BOINC Core client looping on one CPU/core

Message boards : BOINC client : BOINC Core client looping on one CPU/core
Message board moderation

To post messages, you must log in.

AuthorMessage
Udo

Send message
Joined: 17 Nov 07
Posts: 5
Message 13921 - Posted: 17 Nov 2007, 9:52:34 UTC

Starting with BOINC Version 5.8.x I noticed that the BOINC Client is sometimes looping and no longer processing the application.

I have several computers with Windows 2003, Windows 2000 Pro. and Win XP Pro.
I allways install BOINC as a service to let it run directly after starting the computer, some are running unattended as server also.

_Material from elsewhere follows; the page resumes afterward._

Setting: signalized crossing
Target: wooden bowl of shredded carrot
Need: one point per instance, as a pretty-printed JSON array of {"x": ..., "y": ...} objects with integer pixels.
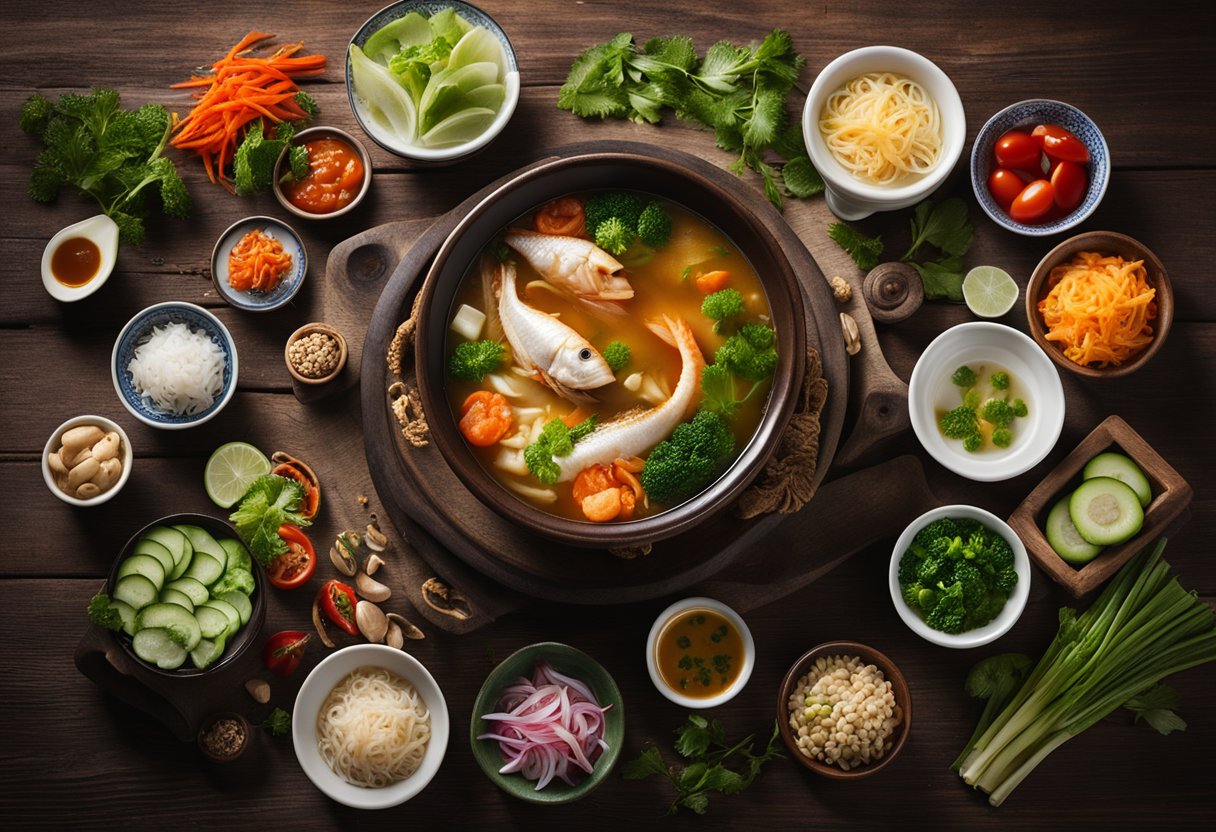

Only on my Intel Win 2003 computers (at E@H that are: 470358, 589361, 589472, 1034187, 1034197) it happened that after upgrading to 5.8.16 (and also after installing 5.10.20) the BOINC client got 'stuck'.
It was consuming 100% of the CPU/core and the BOINC applications didn't get any CPU.
Starting BOINC GUI caused the GUI to 'freeze'. No respond from the window, no reaction.

The only possibility was to stop the service.
After stopping the service I could start the GUI without problems and the tasks / WUs were running without any problems.
Starting the service again returned the same problem: client using 100% of CPU/core, WU getting no CPU, BOINC GUI 'freezing'.

On my unattended hosts/servers I couldn't let the GUI run all the time.
The only possibility was to downgrade to 5.4.x (5.4.11) which doesn't show this behaviour.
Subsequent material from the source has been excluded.